UN FRANC SUCCÈS DÈS LE PREMIER ESSAI

La première expérience d’école européenne fut menée en octobre 1953 au Luxembourg. La CECA – Communauté européenne du charbon et de l’acier – avait été créée deux ans plus tôt, en 1951, avec pour mission la régulation du marché des deux matières premières qui constituaient, encore à l’époque, le véritable nerf de la guerre. Par la même occasion, l’idée était de faciliter les échanges commerciaux pour redynamiser le secteur sidérurgique afin de relancer les économies des États européens mises à genoux par les deux conflits mondiaux du XXe siècle.

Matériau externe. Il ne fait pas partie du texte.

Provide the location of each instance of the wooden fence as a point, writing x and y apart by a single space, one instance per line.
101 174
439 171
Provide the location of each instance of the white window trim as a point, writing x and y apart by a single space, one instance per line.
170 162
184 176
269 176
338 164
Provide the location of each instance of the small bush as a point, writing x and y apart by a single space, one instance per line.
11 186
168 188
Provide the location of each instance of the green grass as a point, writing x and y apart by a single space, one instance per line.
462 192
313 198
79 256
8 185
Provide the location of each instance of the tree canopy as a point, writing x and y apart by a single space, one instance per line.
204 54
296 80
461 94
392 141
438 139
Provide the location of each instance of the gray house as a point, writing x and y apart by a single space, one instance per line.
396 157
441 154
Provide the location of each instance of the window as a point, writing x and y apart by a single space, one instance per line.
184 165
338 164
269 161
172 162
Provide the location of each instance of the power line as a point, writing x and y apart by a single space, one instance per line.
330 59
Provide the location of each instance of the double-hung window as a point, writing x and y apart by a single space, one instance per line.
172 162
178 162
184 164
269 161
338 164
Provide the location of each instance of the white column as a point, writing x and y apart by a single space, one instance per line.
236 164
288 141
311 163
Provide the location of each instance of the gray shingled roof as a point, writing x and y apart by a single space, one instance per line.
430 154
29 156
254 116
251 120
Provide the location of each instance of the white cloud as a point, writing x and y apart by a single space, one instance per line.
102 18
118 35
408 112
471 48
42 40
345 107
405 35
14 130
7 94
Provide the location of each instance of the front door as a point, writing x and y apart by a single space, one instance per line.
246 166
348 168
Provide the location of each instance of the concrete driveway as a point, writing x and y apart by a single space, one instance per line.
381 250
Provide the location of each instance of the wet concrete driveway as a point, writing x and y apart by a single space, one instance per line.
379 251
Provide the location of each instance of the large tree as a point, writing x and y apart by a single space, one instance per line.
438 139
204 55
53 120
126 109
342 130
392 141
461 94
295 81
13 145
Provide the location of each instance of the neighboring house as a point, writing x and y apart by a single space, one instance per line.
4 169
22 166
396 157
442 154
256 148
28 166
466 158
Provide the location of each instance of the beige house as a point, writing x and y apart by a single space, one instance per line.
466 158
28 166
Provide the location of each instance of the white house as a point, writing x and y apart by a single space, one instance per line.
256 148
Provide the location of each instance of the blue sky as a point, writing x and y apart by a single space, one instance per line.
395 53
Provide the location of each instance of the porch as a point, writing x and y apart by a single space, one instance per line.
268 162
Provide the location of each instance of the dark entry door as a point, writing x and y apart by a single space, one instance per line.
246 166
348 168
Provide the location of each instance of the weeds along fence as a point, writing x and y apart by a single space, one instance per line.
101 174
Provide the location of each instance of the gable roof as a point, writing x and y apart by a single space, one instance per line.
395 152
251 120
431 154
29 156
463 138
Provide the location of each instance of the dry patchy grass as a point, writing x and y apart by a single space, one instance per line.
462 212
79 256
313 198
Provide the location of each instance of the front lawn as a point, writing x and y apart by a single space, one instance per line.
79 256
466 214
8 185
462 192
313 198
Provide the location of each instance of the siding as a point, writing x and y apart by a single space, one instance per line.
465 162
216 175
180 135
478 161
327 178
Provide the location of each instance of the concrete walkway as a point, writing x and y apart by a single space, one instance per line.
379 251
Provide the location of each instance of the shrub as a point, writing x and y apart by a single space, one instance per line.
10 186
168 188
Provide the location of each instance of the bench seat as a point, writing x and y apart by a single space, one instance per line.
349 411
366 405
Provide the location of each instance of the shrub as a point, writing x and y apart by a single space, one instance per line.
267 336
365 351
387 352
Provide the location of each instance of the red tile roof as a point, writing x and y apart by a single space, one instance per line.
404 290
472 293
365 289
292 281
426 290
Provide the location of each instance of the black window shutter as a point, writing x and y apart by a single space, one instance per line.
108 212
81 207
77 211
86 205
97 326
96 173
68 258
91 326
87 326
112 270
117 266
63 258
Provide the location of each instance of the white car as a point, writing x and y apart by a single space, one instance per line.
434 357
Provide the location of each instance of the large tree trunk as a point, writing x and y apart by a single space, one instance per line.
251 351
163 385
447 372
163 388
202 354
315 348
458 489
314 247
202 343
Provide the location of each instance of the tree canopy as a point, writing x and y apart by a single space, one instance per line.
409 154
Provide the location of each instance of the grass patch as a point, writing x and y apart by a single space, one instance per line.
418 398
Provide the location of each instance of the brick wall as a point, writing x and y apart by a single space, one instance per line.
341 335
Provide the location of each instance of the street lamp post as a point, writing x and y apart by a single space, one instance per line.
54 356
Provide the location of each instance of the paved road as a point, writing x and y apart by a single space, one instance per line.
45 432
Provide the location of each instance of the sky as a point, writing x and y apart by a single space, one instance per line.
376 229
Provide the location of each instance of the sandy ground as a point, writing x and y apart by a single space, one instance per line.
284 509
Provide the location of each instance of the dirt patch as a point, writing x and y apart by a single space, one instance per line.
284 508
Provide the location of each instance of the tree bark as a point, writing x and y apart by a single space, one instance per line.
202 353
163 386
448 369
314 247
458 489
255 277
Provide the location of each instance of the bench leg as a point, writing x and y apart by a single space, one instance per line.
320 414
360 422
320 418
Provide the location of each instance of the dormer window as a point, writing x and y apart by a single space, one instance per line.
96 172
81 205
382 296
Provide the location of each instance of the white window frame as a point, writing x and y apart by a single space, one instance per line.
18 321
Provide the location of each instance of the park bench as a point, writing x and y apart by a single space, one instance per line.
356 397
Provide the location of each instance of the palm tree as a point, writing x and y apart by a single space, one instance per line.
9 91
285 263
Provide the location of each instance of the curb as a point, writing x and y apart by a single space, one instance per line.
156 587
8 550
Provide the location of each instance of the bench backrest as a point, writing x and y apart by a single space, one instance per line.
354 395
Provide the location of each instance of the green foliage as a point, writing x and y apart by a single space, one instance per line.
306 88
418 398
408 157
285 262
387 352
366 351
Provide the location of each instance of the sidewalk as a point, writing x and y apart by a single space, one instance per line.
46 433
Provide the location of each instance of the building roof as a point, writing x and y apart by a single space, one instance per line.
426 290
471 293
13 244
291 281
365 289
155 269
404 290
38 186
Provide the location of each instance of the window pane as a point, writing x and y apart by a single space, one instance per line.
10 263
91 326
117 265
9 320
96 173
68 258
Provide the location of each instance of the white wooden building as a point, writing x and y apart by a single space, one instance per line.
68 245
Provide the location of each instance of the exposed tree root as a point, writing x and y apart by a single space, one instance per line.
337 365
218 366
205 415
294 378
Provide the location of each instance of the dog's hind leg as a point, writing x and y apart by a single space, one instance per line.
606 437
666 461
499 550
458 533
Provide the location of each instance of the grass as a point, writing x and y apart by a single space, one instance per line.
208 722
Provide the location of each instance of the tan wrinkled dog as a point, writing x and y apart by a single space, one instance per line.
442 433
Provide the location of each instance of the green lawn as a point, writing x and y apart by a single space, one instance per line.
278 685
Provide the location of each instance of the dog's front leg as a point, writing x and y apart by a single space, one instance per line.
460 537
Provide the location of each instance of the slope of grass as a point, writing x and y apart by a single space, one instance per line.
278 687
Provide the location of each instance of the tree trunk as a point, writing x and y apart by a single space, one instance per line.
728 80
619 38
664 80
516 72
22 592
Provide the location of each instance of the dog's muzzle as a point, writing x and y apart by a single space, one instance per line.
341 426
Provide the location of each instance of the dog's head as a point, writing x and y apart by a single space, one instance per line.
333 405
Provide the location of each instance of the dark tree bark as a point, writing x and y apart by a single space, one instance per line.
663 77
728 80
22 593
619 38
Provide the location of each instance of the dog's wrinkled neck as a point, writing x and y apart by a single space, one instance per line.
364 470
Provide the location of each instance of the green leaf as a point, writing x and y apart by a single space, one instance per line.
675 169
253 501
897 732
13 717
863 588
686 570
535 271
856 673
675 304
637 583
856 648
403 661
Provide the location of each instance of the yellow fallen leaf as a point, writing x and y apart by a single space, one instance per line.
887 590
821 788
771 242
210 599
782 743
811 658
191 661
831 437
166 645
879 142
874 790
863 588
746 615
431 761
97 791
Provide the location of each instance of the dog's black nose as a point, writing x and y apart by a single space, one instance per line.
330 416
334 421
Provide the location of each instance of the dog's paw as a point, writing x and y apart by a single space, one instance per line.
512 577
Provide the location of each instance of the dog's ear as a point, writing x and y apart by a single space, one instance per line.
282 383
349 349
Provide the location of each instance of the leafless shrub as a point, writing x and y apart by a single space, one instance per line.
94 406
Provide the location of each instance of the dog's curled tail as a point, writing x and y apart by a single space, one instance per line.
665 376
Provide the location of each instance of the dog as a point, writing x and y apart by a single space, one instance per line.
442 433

Les fonctionnaires de la CECA étaient détachés par les gouvernements des six pays fondateurs de l’institution (France, Allemagne de l’Ouest, Italie, Belgique, Luxembourg et Pays-Bas) auprès du siège de l’institution, dont il avait été décidé, après moultes négociations, qu’il serait installé provisoirement à Luxembourg dès 1952. Un an plus tard, un groupe de fonctionnaires prit l’initiative de proposer une expérience éducative novatrice : rassembler des enfants – leurs enfants – de nationalités et de langues maternelles différentes au sein d’une même école, afin qu’ils partagent un socle commun de valeurs et de connaissances. Leur autre objectif, un peu plus nombriliste, était de permettre aux enfants de suivre des cours dans leur langue nationale pendant la durée du détachement des parents au Luxembourg, afin qu’ils puissent reprendre normalement le cursus scolaire une fois rentrés au pays, tout en apprenant une deuxième langue dès leur plus jeune âge, à choisir entre l’anglais, le français ou l’allemand.

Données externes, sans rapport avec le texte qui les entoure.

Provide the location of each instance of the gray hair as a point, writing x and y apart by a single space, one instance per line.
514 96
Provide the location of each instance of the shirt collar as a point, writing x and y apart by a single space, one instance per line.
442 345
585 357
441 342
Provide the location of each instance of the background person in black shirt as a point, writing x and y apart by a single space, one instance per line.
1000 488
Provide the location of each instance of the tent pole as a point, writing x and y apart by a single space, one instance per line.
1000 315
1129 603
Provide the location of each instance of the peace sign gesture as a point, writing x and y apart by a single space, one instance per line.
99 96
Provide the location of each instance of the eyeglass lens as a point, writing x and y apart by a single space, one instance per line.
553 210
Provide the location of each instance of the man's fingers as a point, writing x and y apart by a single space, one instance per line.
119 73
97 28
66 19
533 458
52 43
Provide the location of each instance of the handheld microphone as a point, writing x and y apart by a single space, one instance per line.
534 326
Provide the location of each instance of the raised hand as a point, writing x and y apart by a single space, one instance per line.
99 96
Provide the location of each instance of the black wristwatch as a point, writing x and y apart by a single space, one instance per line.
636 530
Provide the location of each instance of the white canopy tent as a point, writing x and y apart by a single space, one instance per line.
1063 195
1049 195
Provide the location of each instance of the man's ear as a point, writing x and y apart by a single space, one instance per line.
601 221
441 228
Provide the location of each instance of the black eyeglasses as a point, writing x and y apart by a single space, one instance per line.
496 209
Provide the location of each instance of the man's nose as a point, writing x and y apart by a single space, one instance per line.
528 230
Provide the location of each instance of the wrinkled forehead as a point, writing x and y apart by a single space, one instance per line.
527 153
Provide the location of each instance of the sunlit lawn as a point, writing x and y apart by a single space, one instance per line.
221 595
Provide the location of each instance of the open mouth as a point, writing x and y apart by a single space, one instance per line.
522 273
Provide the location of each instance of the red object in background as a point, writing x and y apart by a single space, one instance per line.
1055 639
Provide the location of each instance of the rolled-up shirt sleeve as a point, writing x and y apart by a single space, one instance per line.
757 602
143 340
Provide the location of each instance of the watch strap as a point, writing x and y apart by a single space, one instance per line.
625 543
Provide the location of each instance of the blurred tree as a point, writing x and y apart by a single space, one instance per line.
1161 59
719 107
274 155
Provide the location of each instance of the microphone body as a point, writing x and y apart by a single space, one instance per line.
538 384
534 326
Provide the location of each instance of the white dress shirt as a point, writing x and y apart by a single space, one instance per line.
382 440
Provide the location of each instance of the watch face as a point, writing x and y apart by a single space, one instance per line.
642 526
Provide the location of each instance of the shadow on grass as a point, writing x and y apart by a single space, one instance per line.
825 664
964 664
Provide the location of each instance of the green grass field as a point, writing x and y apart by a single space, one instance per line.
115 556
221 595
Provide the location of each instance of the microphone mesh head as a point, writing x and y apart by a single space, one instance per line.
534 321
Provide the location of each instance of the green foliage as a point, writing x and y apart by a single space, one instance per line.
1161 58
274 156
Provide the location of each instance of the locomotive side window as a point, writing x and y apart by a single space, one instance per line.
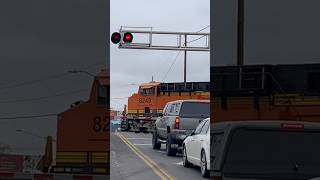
102 95
149 91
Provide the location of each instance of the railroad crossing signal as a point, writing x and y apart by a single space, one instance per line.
116 37
124 39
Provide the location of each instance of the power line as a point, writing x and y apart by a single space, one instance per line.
201 36
43 97
55 76
204 28
28 116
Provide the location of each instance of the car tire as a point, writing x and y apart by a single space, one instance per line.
170 151
155 143
185 161
203 166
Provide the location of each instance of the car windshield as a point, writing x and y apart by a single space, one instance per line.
195 109
273 154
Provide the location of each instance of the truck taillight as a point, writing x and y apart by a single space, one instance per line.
217 178
292 126
177 123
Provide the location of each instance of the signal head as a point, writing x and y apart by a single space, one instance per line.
115 37
127 37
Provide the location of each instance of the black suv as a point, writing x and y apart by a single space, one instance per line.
286 150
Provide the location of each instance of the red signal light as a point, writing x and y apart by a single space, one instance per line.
115 37
127 37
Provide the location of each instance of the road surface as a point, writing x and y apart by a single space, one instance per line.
132 158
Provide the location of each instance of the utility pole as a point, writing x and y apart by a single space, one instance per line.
240 29
185 63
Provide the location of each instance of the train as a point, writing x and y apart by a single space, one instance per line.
147 104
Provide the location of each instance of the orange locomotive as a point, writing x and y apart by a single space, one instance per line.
147 104
83 133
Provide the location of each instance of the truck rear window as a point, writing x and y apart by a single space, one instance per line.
195 109
273 154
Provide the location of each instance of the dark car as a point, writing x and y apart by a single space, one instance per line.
179 119
286 150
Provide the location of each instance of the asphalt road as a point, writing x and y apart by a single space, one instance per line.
133 158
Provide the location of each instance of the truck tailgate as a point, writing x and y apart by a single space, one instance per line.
189 123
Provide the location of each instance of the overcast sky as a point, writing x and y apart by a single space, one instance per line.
130 66
276 32
40 40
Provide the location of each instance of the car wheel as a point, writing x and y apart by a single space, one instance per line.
185 161
155 143
204 170
170 151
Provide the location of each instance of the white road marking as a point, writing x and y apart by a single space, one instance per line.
142 144
161 152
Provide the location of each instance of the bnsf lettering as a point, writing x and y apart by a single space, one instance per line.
144 100
101 124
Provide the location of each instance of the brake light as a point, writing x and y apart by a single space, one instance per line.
292 126
177 123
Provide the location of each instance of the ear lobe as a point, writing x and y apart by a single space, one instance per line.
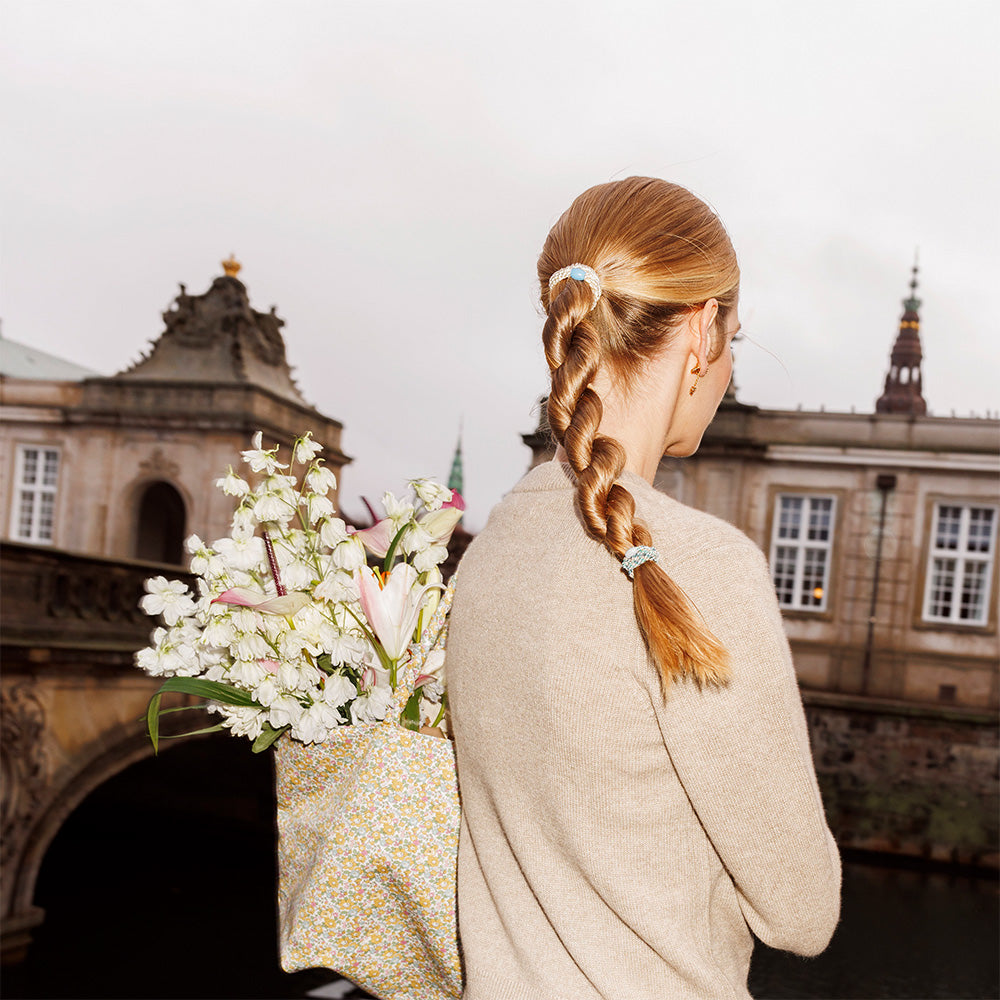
701 323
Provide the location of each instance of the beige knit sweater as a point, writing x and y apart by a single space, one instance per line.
617 843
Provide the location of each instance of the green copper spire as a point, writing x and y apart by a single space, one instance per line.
455 480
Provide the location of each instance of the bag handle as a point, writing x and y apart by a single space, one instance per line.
433 638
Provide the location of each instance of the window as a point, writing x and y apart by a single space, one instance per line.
35 494
800 550
960 566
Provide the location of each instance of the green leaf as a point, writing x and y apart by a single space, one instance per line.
213 690
391 551
410 716
195 732
267 736
153 722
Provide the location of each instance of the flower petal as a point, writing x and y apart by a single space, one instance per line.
244 597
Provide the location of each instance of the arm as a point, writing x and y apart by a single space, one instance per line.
742 754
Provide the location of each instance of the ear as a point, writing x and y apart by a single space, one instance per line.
701 329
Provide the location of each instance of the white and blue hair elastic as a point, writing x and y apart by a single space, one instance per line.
579 272
636 556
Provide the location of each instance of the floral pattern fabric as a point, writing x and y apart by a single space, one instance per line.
368 842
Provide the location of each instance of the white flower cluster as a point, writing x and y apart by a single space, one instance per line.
277 612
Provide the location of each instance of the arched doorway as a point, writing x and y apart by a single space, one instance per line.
133 907
160 524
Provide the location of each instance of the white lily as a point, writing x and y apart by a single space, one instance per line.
393 607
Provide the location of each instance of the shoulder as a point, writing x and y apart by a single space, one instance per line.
690 535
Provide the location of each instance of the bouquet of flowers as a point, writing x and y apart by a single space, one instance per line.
291 632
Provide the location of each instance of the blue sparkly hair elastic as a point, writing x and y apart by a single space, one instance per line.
579 272
636 556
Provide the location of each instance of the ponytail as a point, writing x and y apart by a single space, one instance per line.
657 251
680 644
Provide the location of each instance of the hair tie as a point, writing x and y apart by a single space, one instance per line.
636 556
579 272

Cette première expérience pédagogique d’un nouveau genre fut tellement concluante que les six pays concernés décidèrent de développer le concept et de cadrer officiellement les programmes des cours, le choix des enseignants, le système d’inspection ainsi que la reconnaissance du niveau atteint via leurs ministères de l’Éducation respectifs. Le 12 avril 1957, les six pays membres de la CECA se mirent d’accord sur la signature d’un statut officiel : la première École européenne était donc née, à Luxembourg.

Deux des articles de ce statut étonnent encore aujourd’hui par leur ambition visionnaire pour l’époque : l’article 2, qui affirme que « l’école est ouverte aux enfants des ressortissants des Parties contractantes » (comprenez : aux enfants de n’importe quel citoyen issu de l’un des 6 États membres de la CECA) ainsi que l’article 6 qui établit quant à lui que « l’École a le statut d’un établissement public » (son fonctionnement est donc assuré par des ressources publiques issues des 6 pays membres).

Le succès de cette première école poussa les autres institutions européennes, comme la Communauté économique européenne (CEE) et la Communauté européenne de l’énergie atomique (Euratom) à demander l’ouverture de nouvelles Écoles européennes dans différentes villes, sièges des autres Institutions : à Uccle en région bruxelloise en 1958, à Varèse dans le nord de l’Italie en 1960, à Karlsruhe dans le sud-ouest de l’Allemagne en 1962, à Bergen au nord d’Amsterdam, en 1963… pour en arriver aujourd’hui à 13 Écoles européennes « officielles », situées dans 6 différents pays. 4 de ces écoles sont d’ailleurs implantées à Bruxelles, la dernière en date à Laeken depuis 2006… et une 5ème était censée voir le jour en 2021 à Evere, sur l’ancien site de l’OTAN.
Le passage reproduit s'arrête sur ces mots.